Conquérir l’Amérique: “Les Américains adorent ce qui est original et unique”
Professeur à l’université de Columbia, Matthew Lee Sawyer publie un livre pour conseiller les entrepreneurs désireux de conquérir les États-Unis. Les clés ? Connaître le marché et comprendre le caractère américain, bien choisir son timing et être prêt à investir du temps. L’élection présidentielle ne devrait pas abîmer le temps long du rêve de prospérité.
Matthew Lee Sawyer est professeur de business et de marketing à l’université de Columbia. C’est aussi le directeur de Rocket Market Development, qui aide les entreprises à trouver des opportunités de marché aux États-Unis. Petit-fils d’un Polonais venu réaliser le rêve américain, il vient de publier un livre, Make it in America (éd. Wiley), qui prodigue des conseils aux entrepreneurs étrangers et analyse des réussites légendaires ou… des flops historiques.
Par-delà les élections présidentielles ou les aléas de la conjoncture, le rêve américain demeure bien ancré. “Les États-Unis représentent la plus grande économie du monde, entame-t-il. Tant le système financier que la gouvernance ou le système légal sont pro-business. Cela semble parfois chaotique, mais cela encourage l’initiative et la compétition. Pour les entreprises qui sont prêtes à investir du temps et être présentes sur le terrain, je ne dirais pas que c’est évident, mais il y a de réelles opportunités.”
Construire sa crédibilité
Pour les entrepreneurs étrangers, cela peut sembler plus compliqué d’en profiter parce qu’il y a “énormément de choses à savoir, particulièrement en ce qui concerne le système légal”. “Mais en même temps, je pense que les gens venus de l’étranger possèdent un avantage, estime l’auteur. Ils peuvent répondre à des besoins auxquels on ne répond pas ou proposer une manière de faire différente. Les Américains adorent ce qui est original ou unique. On préférera toujours avoir la meilleure bière belge. Un jour, une entreprise a pris la licence d’une bière allemande pour la brasser dans le Wisconsin, mais le résultat a été un échec parce que les gens voulaient le produit authentique.”

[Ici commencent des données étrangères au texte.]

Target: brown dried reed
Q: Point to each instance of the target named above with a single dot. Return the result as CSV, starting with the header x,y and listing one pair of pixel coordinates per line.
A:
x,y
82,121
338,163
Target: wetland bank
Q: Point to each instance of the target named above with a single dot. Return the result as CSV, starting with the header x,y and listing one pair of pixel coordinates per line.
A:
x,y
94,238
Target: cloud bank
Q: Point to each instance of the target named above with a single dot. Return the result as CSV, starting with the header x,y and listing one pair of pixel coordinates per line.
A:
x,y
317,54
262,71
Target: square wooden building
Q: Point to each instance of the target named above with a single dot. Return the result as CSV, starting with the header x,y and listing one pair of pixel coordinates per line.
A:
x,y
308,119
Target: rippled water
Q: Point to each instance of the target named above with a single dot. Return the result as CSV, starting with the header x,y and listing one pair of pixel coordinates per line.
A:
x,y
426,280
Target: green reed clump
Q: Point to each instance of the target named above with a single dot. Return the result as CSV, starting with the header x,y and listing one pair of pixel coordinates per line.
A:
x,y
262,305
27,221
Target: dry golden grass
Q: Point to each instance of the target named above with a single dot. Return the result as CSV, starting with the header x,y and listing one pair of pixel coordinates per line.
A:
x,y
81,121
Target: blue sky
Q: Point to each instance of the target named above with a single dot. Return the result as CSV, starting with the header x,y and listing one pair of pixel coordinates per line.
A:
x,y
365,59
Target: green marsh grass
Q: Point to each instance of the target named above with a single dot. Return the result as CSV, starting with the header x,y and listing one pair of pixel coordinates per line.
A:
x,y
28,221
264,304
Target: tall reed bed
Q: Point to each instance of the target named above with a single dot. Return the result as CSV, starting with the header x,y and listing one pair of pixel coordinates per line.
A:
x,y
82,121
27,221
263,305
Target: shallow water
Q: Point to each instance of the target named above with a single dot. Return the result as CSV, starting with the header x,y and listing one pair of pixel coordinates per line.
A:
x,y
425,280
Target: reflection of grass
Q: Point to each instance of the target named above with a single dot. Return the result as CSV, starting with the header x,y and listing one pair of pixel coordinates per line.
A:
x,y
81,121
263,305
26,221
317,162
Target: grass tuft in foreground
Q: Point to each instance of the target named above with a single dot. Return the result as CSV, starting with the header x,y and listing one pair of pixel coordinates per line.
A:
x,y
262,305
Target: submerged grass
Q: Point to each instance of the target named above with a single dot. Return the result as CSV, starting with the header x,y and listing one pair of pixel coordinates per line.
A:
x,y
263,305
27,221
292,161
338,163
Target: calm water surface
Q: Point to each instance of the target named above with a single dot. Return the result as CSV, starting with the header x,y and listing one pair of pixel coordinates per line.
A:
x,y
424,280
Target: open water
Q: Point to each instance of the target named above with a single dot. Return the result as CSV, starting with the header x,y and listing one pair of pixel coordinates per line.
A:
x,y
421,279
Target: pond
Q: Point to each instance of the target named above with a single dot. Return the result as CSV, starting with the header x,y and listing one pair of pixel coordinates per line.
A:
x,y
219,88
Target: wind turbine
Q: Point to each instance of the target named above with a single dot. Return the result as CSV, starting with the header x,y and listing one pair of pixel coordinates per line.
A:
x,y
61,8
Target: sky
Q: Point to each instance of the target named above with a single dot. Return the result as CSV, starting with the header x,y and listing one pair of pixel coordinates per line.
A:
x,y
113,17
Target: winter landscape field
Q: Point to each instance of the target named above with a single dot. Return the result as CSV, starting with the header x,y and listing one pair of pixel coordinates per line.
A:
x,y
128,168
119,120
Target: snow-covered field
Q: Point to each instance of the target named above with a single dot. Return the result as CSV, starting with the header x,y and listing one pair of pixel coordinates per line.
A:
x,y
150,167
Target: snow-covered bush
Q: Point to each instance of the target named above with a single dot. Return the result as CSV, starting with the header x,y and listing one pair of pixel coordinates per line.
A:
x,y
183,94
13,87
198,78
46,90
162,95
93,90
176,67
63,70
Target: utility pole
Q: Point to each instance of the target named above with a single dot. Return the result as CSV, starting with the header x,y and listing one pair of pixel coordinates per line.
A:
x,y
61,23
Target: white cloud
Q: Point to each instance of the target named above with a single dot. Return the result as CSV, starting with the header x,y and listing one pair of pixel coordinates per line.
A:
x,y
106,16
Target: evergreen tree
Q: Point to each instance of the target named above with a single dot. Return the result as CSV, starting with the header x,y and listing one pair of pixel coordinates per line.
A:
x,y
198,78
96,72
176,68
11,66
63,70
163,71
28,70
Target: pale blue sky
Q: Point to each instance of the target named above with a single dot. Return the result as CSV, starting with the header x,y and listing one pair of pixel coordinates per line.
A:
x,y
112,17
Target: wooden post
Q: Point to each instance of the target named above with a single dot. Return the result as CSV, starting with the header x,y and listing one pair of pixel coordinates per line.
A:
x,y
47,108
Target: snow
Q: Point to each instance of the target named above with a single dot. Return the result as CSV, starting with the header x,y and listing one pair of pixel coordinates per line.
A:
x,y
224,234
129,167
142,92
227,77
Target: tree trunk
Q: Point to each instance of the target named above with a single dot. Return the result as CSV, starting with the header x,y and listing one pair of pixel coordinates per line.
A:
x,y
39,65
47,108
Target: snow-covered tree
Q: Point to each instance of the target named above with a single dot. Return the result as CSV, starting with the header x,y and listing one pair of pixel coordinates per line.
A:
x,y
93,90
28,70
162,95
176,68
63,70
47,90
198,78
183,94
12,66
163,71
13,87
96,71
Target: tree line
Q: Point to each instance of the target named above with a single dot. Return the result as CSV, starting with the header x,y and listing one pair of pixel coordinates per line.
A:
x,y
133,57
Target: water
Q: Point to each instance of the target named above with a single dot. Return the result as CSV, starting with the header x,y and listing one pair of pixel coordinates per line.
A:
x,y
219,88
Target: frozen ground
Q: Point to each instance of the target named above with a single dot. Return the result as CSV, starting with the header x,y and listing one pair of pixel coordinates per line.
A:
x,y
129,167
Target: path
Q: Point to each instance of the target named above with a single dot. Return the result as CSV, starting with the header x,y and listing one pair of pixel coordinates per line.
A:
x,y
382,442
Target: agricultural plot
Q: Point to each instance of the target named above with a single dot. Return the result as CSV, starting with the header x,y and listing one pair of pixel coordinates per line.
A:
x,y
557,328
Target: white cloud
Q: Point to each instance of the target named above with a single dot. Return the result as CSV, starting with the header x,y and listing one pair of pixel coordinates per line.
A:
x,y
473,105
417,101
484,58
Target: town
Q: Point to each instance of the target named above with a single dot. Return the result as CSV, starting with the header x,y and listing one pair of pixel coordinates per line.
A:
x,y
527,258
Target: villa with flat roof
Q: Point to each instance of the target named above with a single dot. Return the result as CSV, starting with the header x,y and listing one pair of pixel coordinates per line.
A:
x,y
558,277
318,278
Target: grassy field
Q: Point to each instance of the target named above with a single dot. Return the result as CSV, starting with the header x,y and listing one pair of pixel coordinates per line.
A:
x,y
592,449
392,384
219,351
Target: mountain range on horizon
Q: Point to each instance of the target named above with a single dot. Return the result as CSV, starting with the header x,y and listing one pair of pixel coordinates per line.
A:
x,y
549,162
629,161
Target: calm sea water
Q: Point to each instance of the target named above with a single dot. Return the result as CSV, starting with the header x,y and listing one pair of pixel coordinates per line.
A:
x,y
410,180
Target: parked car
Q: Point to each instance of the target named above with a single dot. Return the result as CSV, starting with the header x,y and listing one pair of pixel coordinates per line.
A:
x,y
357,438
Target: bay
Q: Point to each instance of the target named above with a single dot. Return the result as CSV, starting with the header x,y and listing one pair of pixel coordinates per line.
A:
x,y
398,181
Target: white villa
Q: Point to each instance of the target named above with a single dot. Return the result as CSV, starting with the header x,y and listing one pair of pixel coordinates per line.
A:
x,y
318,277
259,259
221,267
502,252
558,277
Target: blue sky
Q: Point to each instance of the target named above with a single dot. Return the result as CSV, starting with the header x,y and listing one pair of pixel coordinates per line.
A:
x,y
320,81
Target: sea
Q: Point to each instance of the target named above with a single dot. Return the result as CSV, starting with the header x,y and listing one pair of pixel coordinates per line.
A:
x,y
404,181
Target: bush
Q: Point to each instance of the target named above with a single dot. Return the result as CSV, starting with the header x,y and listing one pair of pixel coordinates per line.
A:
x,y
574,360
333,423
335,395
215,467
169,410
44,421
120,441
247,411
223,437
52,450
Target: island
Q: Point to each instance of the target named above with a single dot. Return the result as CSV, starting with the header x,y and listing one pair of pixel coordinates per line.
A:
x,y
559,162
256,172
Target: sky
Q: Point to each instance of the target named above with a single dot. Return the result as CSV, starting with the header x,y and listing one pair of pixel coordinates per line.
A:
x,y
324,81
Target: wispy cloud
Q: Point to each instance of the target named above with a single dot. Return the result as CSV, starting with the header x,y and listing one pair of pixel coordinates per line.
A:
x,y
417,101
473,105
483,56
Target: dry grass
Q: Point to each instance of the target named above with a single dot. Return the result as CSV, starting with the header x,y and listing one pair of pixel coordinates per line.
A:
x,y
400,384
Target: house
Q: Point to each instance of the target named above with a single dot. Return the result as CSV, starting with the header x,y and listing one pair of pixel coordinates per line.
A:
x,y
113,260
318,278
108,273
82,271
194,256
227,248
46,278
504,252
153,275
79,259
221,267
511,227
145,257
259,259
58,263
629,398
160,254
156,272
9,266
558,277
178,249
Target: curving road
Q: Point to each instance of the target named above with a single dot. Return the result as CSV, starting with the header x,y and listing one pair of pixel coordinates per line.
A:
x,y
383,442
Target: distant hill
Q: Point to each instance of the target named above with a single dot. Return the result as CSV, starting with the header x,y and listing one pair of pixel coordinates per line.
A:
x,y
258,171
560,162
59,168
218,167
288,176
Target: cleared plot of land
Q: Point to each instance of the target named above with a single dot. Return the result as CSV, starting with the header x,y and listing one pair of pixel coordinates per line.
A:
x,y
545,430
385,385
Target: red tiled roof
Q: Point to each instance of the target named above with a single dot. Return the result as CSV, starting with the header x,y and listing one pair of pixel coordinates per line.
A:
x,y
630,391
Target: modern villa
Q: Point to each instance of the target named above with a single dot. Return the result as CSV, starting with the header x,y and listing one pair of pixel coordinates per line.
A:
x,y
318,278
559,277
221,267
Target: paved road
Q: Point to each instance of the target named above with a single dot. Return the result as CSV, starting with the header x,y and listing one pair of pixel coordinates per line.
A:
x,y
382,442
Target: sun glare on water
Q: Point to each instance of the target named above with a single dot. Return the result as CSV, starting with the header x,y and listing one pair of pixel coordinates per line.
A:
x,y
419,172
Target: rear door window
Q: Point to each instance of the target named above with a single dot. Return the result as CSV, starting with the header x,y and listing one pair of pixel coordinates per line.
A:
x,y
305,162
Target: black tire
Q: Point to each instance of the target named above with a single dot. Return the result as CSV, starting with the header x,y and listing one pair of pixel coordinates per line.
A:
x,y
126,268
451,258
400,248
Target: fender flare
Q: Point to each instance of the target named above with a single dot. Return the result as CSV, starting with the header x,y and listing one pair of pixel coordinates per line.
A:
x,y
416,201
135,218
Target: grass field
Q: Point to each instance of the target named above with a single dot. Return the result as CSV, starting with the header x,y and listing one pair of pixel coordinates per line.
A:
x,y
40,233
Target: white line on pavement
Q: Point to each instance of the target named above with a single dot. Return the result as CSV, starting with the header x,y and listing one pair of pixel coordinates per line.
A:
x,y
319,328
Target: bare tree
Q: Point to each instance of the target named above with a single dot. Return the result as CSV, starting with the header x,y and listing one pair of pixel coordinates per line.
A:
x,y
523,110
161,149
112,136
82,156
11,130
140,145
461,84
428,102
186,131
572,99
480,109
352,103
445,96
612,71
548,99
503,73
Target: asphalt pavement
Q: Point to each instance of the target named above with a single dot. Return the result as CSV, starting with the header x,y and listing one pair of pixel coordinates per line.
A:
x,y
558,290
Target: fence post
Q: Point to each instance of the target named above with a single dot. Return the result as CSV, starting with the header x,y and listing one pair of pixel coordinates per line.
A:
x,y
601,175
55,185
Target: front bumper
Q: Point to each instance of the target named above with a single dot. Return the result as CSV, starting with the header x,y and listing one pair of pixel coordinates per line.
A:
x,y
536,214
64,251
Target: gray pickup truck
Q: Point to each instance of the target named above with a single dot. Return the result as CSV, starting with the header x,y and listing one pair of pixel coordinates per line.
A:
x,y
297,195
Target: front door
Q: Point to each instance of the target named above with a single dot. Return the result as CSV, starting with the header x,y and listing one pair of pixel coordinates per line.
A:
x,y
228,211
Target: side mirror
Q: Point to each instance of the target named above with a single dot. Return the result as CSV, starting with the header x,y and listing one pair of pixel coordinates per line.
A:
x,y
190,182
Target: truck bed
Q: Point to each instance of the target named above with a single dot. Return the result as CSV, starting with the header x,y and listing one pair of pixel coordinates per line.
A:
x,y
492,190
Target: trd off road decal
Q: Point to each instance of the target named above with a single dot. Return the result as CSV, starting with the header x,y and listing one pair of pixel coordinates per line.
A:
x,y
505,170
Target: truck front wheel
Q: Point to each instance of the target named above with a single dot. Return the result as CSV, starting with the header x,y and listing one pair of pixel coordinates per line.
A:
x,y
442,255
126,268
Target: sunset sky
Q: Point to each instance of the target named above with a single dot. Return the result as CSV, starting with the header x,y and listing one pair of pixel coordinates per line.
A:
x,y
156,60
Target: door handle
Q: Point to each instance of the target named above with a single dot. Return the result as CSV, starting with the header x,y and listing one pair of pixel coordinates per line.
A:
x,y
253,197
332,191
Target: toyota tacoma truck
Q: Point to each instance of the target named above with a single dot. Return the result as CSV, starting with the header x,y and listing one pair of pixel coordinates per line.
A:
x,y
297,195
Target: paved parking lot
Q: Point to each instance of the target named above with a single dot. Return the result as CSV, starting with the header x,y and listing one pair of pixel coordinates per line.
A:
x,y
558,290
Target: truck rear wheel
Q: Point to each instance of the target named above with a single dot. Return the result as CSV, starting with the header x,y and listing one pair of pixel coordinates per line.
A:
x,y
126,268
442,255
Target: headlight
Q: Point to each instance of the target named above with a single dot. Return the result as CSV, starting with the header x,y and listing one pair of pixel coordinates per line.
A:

Il s’agit d’innover, mais aussi de vendre un produit et ses racines. “Bien comprendre le consommateur américain et ses besoins, c’est une nécessité absolue.” C’est le moteur de la libre entreprise, mais ce n’est pas donné à tout le monde de réussir. Pour cela, il faut travailler le marché en profondeur.
Matthew Lee Sawyer cite dans son livre le cas de l’entreprise coréenne Hyundai, venue aux États-Unis avec un nom “amusant” et des voitures inconnues. “Pendant six mois, un travail intense a été effectué pour construire sa crédibilité. Lorsque vous abordez un marché aussi gigantesque, cela peut prendre du temps pour créer ce lien de confiance.” Cela nécessite d’investir “big” pour réussir “big” aux USA car les démarches à faire pour couvrir ce territoire immense sont nombreuses. Même s’il est aussi possible de démarrer “small” pour devenir “big”. Le professeur de l’université de Columbia cite un autre cas d’école, celui de l’entreprise belge Renson, qui produit des terrasses couvertes, des carports, etc. “Ils ont commencé leur approche du marché à Los Angeles, là où il n’y avait guère de concurrence, ils s’y sont installés et ont entamé leur croissance à partir de là. Cela permet d’investir progressivement. Si vous entamez votre conquête des États-Unis par New York, ce peut être plus difficile car c’est une des villes les plus chères du monde.” Ensuite, il convient de s’adapter aux situations très différentes d’un État à l’autre : l’Ouest et ses risques de tremblement de terre n’est pas la même terre que la Floride où il convient de se protéger contre les ouragans.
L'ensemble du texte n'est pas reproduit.